Speculators have registered Web domains related to the Virginia Tech killings, including URLs such as vatechshooting.com and vtmurders.com. Some are for sale for as much as $1 million.
Numerous domains have been registered at GoDaddy.com since Monday's shootings, according to searches at the discount registrar. They include vatechshooting.com, vtmurders.com, vtkillings.com, vatechshooting.net, vtrampage.com and vatechmassacre.com.
The domains were registered Monday, the day of the shootings; several were registered via an anonymous registrant service that masks the name, phone number and mailing address of the person who purchased the URL.

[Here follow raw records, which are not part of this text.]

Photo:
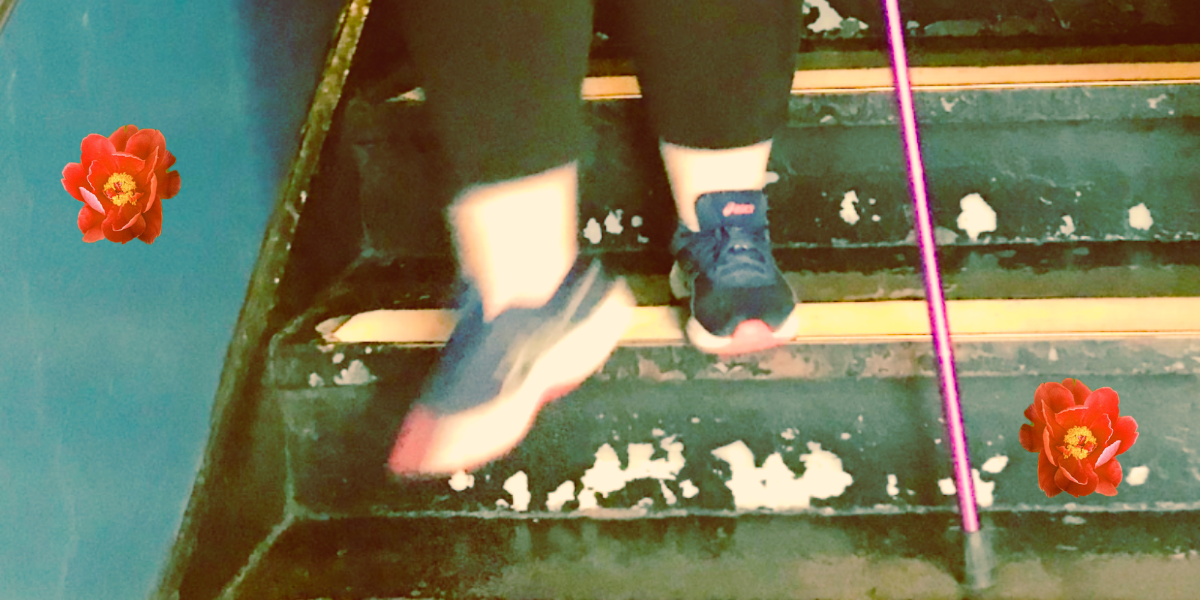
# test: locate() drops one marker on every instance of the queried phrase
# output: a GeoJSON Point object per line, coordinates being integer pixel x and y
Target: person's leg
{"type": "Point", "coordinates": [715, 77]}
{"type": "Point", "coordinates": [502, 81]}
{"type": "Point", "coordinates": [502, 84]}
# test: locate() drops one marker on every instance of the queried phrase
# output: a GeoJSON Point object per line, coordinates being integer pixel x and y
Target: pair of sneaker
{"type": "Point", "coordinates": [495, 376]}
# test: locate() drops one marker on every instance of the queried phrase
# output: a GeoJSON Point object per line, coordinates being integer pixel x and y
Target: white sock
{"type": "Point", "coordinates": [695, 172]}
{"type": "Point", "coordinates": [516, 240]}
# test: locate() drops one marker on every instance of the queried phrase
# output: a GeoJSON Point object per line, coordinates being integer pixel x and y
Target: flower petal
{"type": "Point", "coordinates": [1048, 448]}
{"type": "Point", "coordinates": [144, 142]}
{"type": "Point", "coordinates": [91, 201]}
{"type": "Point", "coordinates": [1109, 475]}
{"type": "Point", "coordinates": [1105, 401]}
{"type": "Point", "coordinates": [89, 221]}
{"type": "Point", "coordinates": [1072, 417]}
{"type": "Point", "coordinates": [1078, 390]}
{"type": "Point", "coordinates": [1102, 430]}
{"type": "Point", "coordinates": [171, 185]}
{"type": "Point", "coordinates": [123, 235]}
{"type": "Point", "coordinates": [1030, 439]}
{"type": "Point", "coordinates": [1045, 477]}
{"type": "Point", "coordinates": [120, 137]}
{"type": "Point", "coordinates": [73, 178]}
{"type": "Point", "coordinates": [154, 223]}
{"type": "Point", "coordinates": [1126, 430]}
{"type": "Point", "coordinates": [1108, 454]}
{"type": "Point", "coordinates": [95, 147]}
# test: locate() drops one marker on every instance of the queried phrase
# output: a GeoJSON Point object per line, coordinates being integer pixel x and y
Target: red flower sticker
{"type": "Point", "coordinates": [121, 181]}
{"type": "Point", "coordinates": [1078, 435]}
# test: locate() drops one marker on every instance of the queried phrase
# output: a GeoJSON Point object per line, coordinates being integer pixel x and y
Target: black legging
{"type": "Point", "coordinates": [502, 77]}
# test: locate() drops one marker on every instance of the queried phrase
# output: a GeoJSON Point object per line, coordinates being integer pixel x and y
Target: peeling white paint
{"type": "Point", "coordinates": [607, 477]}
{"type": "Point", "coordinates": [977, 216]}
{"type": "Point", "coordinates": [666, 493]}
{"type": "Point", "coordinates": [1140, 219]}
{"type": "Point", "coordinates": [983, 489]}
{"type": "Point", "coordinates": [556, 499]}
{"type": "Point", "coordinates": [354, 375]}
{"type": "Point", "coordinates": [462, 480]}
{"type": "Point", "coordinates": [1068, 226]}
{"type": "Point", "coordinates": [828, 21]}
{"type": "Point", "coordinates": [592, 232]}
{"type": "Point", "coordinates": [688, 489]}
{"type": "Point", "coordinates": [612, 222]}
{"type": "Point", "coordinates": [847, 208]}
{"type": "Point", "coordinates": [519, 486]}
{"type": "Point", "coordinates": [946, 486]}
{"type": "Point", "coordinates": [995, 465]}
{"type": "Point", "coordinates": [774, 486]}
{"type": "Point", "coordinates": [1138, 475]}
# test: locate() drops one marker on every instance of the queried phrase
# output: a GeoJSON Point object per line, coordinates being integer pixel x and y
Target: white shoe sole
{"type": "Point", "coordinates": [475, 437]}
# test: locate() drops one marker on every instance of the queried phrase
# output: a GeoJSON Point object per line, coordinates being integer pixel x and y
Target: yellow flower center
{"type": "Point", "coordinates": [1078, 442]}
{"type": "Point", "coordinates": [121, 190]}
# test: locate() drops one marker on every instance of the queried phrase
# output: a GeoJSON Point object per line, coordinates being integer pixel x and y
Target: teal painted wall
{"type": "Point", "coordinates": [112, 354]}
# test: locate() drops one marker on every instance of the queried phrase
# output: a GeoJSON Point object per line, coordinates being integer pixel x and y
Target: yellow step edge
{"type": "Point", "coordinates": [827, 81]}
{"type": "Point", "coordinates": [858, 322]}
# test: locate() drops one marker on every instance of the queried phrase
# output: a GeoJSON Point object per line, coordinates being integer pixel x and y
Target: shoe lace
{"type": "Point", "coordinates": [732, 247]}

According to reports in the Roanoke Times in Virginia, Joseph Parker of Christiansburg, Va., registered vtmurders.com and vtkillings.com, both of which he placed for sale on his Web site at $250,000. Parker is allegedly offering other domains, including choseng-hui.com, for $1 million. His Web site, although online earlier Wednesday, was greeting visitors later that afternoon with the message, "Site Down For Service." Parker did not reply to e-mail from Computerworld.
As of late Wednesday, several Virginia Tech-related domains were for sale on eBay, including a three-URL package of virginiatech2007.com, virginiatech2007.net and virginiatech2007.org, priced at $45,000.
As recently as Tuesday, however, additional graphic domains and URLs that could potentially be used for fraud were posted on the online auction site, including vatechcarnage.com ($100,000 to buy immediately) and vatechvictimsfund.com (offered at $10,000). Those auctions, however, had been yanked from the site by Wednesday.
Domain registration spikes are not unusual in the aftermath of major news events, with those registering either expecting a windfall on the sale of notable URLs or, in some cases, using them as lures for spam or phishing attacks. After the Asian tidal wave disaster of December 2004, for example, a Canadian art student tried to sell tsunamirelief.com on eBay for $50,000. Several bogus sites playing off the Katrina hurricane of 2005 raked in money from people fooled into thinking they were donating to the American Red Cross.
Although not related to the domain registrations, at least one spammed Virginia Tech scam is already in circulation, a security company said today. Spam claiming to offer video of the shootings is being sent, said Sophos PLC, but the message's attachment -- a Windows screen-saver file named TERROR_EM_VIRGINIA.scr -- is actually an identity-stealing Trojan designed to pinch banking usernames and passwords.
"It is extremely disturbing that criminals have so quickly jumped to exploiting this horrible tragedy," said Ron O'Brien, a Sophos senior security analyst, in a statement. "Unfortunately, it’s not that surprising. We’ve seen similar behavior with other tragedies, like Hurricane Katrina and the death of Pope John Paul II."
Virginia Tech's official Web site is up and running, as is a memorial site the university has set up.